Ando medio fiaca para escribir, entonces me puse a busar algunas cosas que tenía escritas por ahí. Encontré esta, de hace chiquicientos años, que refleja que por entonces, era más la frescura que el vuelo literario, lo que me salía. Espero les guste
Carlitos, se la pasó gran parte de sus ocho años caminando. Las distancias en el campo son largas, todo queda más allá de dónde los ojos alcanzan a ver.
La escuela era su único vínculo con el mundo, ese que estaría cerca de dónde sale el sol. Ahí su Maestro, Don Quique, pasaba el ratito en el que repartían la comida, contándoles esas historias de pantalones cortos, cuando tenía flequillo como ellos. Los alimentaba por la panza y por las orejas.
Y tomando un jarro de sopa, conoció porqué la bandera se confundía con las ovejitas que caminan por el cielo.
Supo que tenía un país y que había gente que trabajaba para que él estuviese bien. En realidad esta parte no la entendió muy bien. Quizás cuando sea más grande lo pensaría mejor.
Vió una foto de su Maestro yendo a la escuela, y todos los chicos vestidos de blanco, y supo también que así se vestían en los colegios, porque somos todos iguales en este país, no hay diferencia más que el color del pelo. No quiso preguntar porqué, él se vestía apenas con lo que tenía.
Carlitos escuchaba atentamente, preguntaba poco. Es que seguramente por las tardes, mientras trabajaba ayudando a los grandes, pudiese recordar todas estas historias y soñar con ser protagonista de alguna de ellas.
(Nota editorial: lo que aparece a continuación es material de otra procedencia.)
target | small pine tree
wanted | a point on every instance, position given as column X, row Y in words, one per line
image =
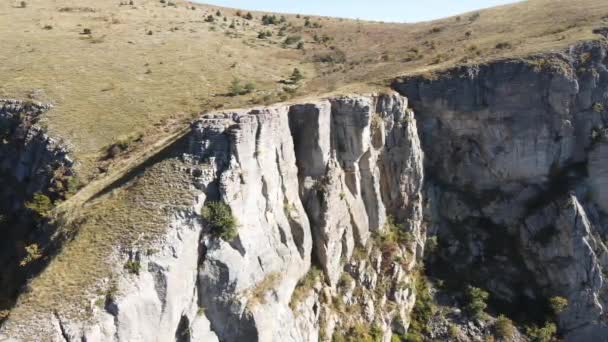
column 220, row 219
column 558, row 304
column 41, row 204
column 33, row 253
column 476, row 301
column 236, row 88
column 296, row 76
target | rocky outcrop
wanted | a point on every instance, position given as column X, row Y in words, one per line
column 309, row 184
column 514, row 180
column 30, row 162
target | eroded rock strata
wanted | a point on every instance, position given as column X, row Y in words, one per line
column 505, row 163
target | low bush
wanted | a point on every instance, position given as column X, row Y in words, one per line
column 292, row 40
column 220, row 219
column 558, row 304
column 296, row 76
column 476, row 302
column 132, row 266
column 41, row 204
column 598, row 107
column 503, row 328
column 33, row 253
column 542, row 334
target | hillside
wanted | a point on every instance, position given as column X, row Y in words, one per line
column 147, row 67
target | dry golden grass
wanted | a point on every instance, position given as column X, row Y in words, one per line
column 119, row 79
column 130, row 217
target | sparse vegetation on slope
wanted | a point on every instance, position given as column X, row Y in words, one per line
column 126, row 73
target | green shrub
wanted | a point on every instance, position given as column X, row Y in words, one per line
column 414, row 337
column 360, row 333
column 292, row 40
column 431, row 245
column 296, row 76
column 543, row 334
column 423, row 311
column 503, row 328
column 220, row 219
column 476, row 301
column 558, row 304
column 453, row 331
column 132, row 266
column 264, row 34
column 270, row 20
column 237, row 88
column 598, row 107
column 337, row 336
column 41, row 204
column 33, row 253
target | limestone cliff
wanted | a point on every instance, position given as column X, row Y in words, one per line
column 309, row 184
column 505, row 163
column 30, row 162
column 515, row 180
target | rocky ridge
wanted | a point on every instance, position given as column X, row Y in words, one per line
column 298, row 205
column 505, row 163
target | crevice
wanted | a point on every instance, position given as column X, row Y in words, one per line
column 64, row 333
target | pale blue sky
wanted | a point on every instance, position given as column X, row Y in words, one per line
column 383, row 10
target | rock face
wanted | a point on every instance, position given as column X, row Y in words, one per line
column 515, row 167
column 30, row 162
column 309, row 184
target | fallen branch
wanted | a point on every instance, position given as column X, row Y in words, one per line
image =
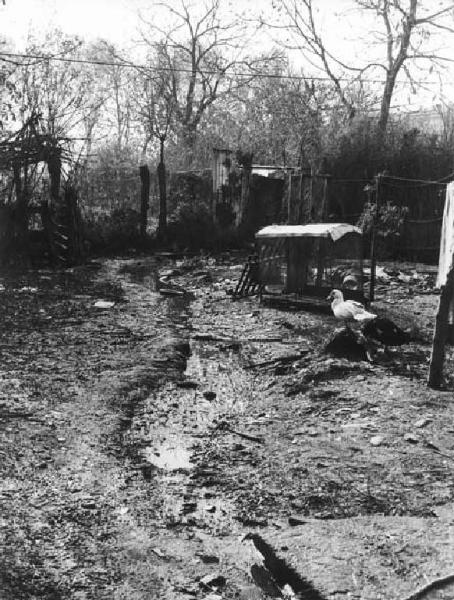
column 279, row 359
column 15, row 415
column 436, row 584
column 224, row 426
column 209, row 337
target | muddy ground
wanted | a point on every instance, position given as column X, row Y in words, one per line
column 143, row 438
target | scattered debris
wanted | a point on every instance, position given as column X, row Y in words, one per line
column 213, row 581
column 208, row 559
column 224, row 426
column 436, row 584
column 104, row 304
column 377, row 440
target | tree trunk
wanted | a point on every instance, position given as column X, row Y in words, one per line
column 162, row 226
column 144, row 199
column 435, row 379
column 385, row 106
column 20, row 212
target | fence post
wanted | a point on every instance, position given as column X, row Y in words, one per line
column 373, row 244
column 437, row 357
column 144, row 173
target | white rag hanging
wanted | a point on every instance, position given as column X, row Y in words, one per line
column 447, row 237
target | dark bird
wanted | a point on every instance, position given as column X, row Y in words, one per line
column 275, row 577
column 385, row 331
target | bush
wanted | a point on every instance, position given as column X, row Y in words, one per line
column 115, row 231
column 389, row 221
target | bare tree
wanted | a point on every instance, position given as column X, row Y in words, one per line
column 156, row 110
column 406, row 30
column 205, row 59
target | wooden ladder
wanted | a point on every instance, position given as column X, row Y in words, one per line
column 248, row 284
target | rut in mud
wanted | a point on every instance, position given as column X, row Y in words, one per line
column 141, row 443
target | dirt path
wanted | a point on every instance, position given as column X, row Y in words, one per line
column 140, row 443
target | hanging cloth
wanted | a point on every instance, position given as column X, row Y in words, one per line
column 447, row 237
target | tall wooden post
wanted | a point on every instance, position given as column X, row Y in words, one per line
column 162, row 224
column 373, row 245
column 144, row 173
column 435, row 379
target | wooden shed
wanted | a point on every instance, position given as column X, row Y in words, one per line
column 308, row 261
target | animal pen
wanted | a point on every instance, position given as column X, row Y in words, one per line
column 305, row 262
column 31, row 204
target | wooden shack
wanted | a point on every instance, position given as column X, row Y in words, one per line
column 308, row 261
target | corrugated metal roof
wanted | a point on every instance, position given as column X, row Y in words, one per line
column 333, row 230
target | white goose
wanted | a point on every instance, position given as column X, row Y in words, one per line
column 348, row 310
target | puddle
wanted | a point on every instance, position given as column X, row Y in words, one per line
column 169, row 456
column 144, row 273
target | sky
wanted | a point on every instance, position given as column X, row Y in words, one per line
column 117, row 21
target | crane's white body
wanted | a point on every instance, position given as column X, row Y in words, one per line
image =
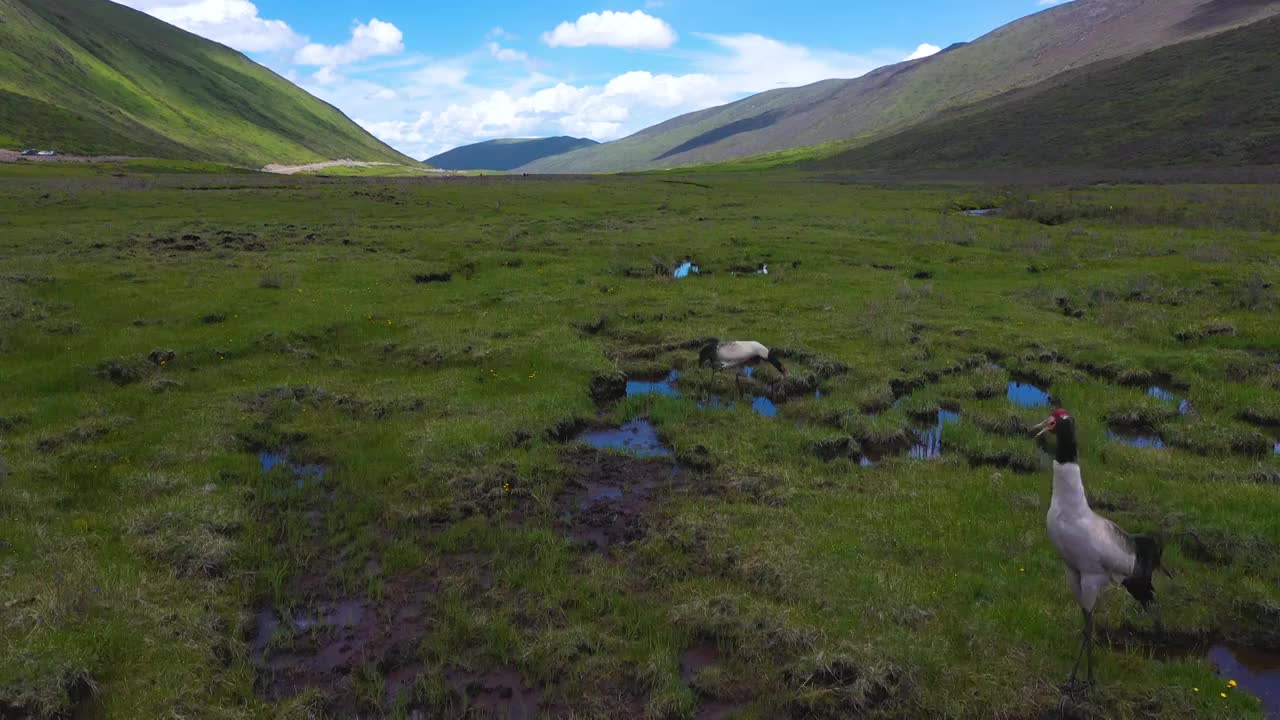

Ese sábado, como todos los sábados, fue triste para él, ya que hasta el lunes no tendría que hacer la larguísima caminata para aprender de las cosas del cuaderno, y de las historias del Maestro.
Pero hubo una historia de Navidad, el día anterior. El Maestro les contó que cuando él era chico, alrededor de sus siete años, escribió una carta al Papá Noel de entonces y le pidió lo que él estuvo deseando durante todo ese año, lápices, acuarelas y témperas para poder dibujar por las tardes, al dejar de atender la tarea de cada día. Y hubo alegría, Papá Noel seguramente en su trineo, se acercó hasta la casa de Quique, y le dejó una cajita de madera con todo lo que él necesitaba para hacer que sus láminas sean tan bonitas como podía imaginarse.
La tarde del 24 Carlitos no hizo el camino de siempre, el de la vuelta de la escuela al galpón del Capataz. Se adentró más para el lado del río hacia el monte de las cotorras, ahí donde iba cuando faltaba el Maestro, a revoliarles cascotes, y tratar de bajarles algún nido. Recordó que había un eucalipto que era casi una insignia, estaba delante de todos un tanto distanciado, como para realzar su magnitud. Era muy alto, tan alto como importante, pensaba, y desde ahí abajo, tampoco podía ver dónde moría en el cielo la última de las hojas.
Quitó las ramas caídas de la tierra y con una de ellas, una de las que estaban aún verdes, comenzó a escribir, esperando que esa noche no hubiése lluvias, a pesar de los gritos que escuchaba en el galpón ".. con esta maldita seca terminamos otro año!".
Cuando comenzó a aclarar, ese día de Navidad, ni necesitó calzarse las zapatillas para empezar a correr hacia el eucalipto, tenía todo previsto desde la noche anterior. No le importó que ya hubiesen charcos de la lluvia que por entonces caía fuerte, ni tampoco el reto que seguramente iba a recibir por escaparse. Llegó a su árbol, miró hacia el cielo y creyó escuchar el arruyo de la voz su madre que le decía “Feliz Navidad”.